Stefan Larsson — Chief Executive Officer

Thanks, Brooke. Let me just start by saying that the team is doing a really good job mitigating all the macro factors playing into the gross margin rate. So we are close to record-breaking gross margin rates still, even though we are navigating the disruption. So — and what gives me confidence from the underlying drivers of gross margin rate going forward is, again, the ability to execute on the PVH+ drivers in, being even more disciplined on connecting the right product categories to the consumer with increasing level of focus in the assortment of the hero products.

And then having David come in as our Global Head of Supply Chain on December 1, really bringing a best-in-class, demand-driven supply experience will unlock that further. So from a business-driving perspective, I see a lot of opportunities that we step by step over the coming years will continue to drive gross margin rate.

Zac Coughlin — Executive Vice President and Chief Financial Officer

Yeah. And to put some numbers around that, Brooke, maybe I’ll break it down into time periods. For the second quarter, largely speaking, our margins landed at expectations and at the record high levels from last year other than exchange translation. So through the second quarter, we’ve continued to hold well there with the progress the team has made. As we look forward into the second half, I think we — let me talk a little bit region by region. So our international markets have held up very well, through — thus far through this. And we expect them to be able to continue to hold at those margin levels that we’ve seen driven by the key business drivers as Stefan has mentioned earlier.

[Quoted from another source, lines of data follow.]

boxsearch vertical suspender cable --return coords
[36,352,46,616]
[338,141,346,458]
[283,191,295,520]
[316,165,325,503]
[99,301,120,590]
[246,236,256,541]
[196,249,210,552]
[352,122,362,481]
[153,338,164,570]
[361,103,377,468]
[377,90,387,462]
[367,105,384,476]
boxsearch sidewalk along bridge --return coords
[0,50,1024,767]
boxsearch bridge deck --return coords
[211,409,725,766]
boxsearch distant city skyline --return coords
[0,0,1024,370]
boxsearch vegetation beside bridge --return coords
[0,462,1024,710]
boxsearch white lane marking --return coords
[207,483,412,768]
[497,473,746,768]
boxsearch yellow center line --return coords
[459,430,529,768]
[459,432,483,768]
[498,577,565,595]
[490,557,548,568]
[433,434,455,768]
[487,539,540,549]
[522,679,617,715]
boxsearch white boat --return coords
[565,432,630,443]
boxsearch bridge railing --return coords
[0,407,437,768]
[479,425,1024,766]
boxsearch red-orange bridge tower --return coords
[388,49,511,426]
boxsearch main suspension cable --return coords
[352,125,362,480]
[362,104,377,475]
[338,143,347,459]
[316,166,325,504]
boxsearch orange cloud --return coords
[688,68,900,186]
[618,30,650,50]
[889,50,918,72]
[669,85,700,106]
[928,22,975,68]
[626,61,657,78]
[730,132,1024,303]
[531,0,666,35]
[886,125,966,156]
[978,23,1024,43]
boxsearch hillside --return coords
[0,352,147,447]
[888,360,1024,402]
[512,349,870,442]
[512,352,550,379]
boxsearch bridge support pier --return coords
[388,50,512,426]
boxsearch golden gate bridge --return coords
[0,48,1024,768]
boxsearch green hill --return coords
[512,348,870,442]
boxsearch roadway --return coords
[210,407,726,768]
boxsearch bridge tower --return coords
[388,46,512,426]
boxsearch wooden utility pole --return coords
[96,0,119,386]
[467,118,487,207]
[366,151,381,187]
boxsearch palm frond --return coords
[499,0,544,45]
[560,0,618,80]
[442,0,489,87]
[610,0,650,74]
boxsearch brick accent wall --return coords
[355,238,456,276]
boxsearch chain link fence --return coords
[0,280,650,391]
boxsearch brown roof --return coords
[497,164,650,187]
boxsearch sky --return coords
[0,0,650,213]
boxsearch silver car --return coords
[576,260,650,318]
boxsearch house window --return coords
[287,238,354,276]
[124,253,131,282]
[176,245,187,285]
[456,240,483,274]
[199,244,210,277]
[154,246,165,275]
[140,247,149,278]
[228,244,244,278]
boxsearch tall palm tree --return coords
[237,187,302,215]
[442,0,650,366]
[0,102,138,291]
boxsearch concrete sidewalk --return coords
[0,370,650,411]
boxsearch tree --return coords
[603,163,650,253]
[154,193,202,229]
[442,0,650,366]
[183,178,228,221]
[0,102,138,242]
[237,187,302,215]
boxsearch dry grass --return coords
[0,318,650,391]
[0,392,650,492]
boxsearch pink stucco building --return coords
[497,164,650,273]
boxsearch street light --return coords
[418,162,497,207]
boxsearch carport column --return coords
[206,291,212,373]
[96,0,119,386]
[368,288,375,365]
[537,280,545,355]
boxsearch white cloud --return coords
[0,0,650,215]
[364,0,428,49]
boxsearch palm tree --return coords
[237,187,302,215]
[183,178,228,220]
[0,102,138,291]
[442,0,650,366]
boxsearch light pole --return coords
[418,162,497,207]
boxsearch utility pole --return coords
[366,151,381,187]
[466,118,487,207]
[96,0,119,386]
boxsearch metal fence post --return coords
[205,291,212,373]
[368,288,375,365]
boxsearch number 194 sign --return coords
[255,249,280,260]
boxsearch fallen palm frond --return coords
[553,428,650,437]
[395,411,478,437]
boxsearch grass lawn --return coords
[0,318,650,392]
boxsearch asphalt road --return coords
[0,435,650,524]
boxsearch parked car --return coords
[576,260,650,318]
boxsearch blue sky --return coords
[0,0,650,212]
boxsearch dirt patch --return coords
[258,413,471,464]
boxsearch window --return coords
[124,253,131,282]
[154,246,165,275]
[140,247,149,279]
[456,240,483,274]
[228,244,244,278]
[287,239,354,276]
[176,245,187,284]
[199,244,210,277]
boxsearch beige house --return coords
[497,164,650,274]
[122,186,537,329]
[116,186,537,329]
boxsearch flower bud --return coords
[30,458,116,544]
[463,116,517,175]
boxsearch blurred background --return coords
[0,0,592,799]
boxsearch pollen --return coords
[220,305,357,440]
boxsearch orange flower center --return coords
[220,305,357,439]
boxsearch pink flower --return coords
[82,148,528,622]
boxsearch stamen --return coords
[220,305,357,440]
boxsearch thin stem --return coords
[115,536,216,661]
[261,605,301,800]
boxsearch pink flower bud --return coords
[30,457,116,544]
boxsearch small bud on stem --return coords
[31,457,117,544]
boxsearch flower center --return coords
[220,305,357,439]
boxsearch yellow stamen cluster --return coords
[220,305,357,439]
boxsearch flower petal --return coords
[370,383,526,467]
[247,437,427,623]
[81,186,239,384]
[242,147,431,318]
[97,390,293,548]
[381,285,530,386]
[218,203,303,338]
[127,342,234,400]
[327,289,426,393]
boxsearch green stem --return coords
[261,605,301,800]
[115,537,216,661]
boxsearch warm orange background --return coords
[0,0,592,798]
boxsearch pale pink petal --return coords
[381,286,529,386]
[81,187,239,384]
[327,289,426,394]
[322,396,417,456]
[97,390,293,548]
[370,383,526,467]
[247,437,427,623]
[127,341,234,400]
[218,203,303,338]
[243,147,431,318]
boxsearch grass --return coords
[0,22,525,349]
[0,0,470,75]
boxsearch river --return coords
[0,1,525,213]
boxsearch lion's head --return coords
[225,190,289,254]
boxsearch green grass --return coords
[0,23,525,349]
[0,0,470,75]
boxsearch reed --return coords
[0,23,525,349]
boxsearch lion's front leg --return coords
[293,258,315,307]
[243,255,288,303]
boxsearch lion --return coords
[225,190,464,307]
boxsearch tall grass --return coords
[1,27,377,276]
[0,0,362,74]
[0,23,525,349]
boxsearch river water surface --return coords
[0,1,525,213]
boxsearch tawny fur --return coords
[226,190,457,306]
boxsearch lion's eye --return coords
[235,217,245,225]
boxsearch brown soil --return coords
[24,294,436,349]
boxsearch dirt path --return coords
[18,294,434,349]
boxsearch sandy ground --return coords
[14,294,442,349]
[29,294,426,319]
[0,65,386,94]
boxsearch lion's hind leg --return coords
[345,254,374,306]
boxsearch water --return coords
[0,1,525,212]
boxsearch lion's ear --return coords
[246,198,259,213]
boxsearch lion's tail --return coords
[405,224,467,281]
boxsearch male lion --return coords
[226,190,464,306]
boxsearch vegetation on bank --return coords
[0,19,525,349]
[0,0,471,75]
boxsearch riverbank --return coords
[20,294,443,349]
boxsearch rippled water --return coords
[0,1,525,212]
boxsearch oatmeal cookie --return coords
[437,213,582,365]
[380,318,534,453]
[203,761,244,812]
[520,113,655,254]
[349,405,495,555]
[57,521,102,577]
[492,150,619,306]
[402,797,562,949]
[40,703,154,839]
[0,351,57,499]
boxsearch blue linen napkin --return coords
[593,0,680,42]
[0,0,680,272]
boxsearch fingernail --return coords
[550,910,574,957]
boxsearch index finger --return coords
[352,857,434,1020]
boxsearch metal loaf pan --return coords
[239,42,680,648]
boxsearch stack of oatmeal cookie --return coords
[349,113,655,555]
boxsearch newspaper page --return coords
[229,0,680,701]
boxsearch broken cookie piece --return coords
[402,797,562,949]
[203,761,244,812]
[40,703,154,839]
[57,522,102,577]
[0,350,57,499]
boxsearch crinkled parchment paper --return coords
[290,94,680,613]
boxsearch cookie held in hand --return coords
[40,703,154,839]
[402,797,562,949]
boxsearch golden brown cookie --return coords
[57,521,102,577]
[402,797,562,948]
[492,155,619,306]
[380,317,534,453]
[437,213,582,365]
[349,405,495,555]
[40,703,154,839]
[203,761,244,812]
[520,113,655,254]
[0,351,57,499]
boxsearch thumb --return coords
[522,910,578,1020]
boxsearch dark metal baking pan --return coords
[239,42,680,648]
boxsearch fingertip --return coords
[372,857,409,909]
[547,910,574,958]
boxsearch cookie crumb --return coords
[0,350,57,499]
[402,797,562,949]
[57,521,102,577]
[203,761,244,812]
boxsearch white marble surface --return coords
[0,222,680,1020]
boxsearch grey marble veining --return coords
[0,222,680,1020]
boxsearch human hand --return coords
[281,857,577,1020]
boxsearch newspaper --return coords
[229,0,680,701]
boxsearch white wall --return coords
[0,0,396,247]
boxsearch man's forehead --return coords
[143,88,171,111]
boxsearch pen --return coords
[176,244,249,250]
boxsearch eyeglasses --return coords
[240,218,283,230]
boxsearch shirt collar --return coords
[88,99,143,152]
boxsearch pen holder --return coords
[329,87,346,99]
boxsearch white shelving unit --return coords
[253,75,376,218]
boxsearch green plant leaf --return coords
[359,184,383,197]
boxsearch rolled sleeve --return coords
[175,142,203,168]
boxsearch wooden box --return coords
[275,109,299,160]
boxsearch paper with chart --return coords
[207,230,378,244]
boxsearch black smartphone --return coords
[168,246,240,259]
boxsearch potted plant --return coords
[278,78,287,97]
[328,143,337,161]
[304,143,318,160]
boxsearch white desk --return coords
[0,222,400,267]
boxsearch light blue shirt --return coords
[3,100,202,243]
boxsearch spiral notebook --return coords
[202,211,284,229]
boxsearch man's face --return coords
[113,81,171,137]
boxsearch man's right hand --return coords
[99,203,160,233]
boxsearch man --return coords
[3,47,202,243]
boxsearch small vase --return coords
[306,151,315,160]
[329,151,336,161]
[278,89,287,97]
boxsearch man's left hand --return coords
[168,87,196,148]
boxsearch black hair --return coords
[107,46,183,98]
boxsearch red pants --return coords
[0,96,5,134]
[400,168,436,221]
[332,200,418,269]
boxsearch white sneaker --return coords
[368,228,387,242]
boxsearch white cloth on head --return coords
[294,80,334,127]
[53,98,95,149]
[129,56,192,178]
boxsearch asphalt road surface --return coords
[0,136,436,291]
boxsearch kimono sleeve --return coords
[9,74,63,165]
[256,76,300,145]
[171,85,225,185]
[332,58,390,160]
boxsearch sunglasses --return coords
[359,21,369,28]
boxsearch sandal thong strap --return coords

Beyond the exchange rate impact, we do see in our planning for the second half for the North America market to become more promotional, I think as we see not so much our inventory levels, but where the marketplace is, leading to higher competition from there. And so we do foresee some margin headwinds more than we had previously planned into the second half, and we’re planning down accordingly. And I would say that’s across both the wholesale and our own stores. We want to continue to drive the sales growth, as Stefan had talked about earlier, up 8% in the second quarter by being relevant in the market for our customer at this moment where the marketplace is. And so I think we see a slightly more headwinds than we had assumed previously.

As we look forward into 2023, again, we’re not giving more structured guidance from there. But I think, as Stefan had mentioned, by really managing pillar 4 of this demand-driven operating model is really the key to make sure that regardless of what we’re experiencing in the marketplace, we’re able to make sure that we’re staying close to the customer, inventory levels are staying in line. And we used an example, what Stefan mentioned earlier, around Asia for how they’ve managed inventory here throughout the year this year, leaving an open-to-buy open to adjust quickly and to make sure we can continue to hold for full-price selling as we had said.

Stefan Larsson — Chief Executive Officer

Yeah.

Brooke Roach — Goldman Sachs — Analyst

Thank you very much.

Stefan Larsson — Chief Executive Officer

Thanks, Brooke. And before we wrap up, just want to say that never — we have never been more focused on unlocking the full potential of Calvin and Tommy through the PVH+ Plan. I’m very proud of the team’s ability to drive this kind of underlying growth. We continue to build out on our strength in Europe and Asia. We lean in to unlock North America’s potential. We know we have really big potential there. And we continue to align the management team to increase our ability to execute, and we lean in to drive efficiencies and invest in these initiatives. So that’s where our focus is. So thank you for spending the time with us and looking forward to catching up soon again.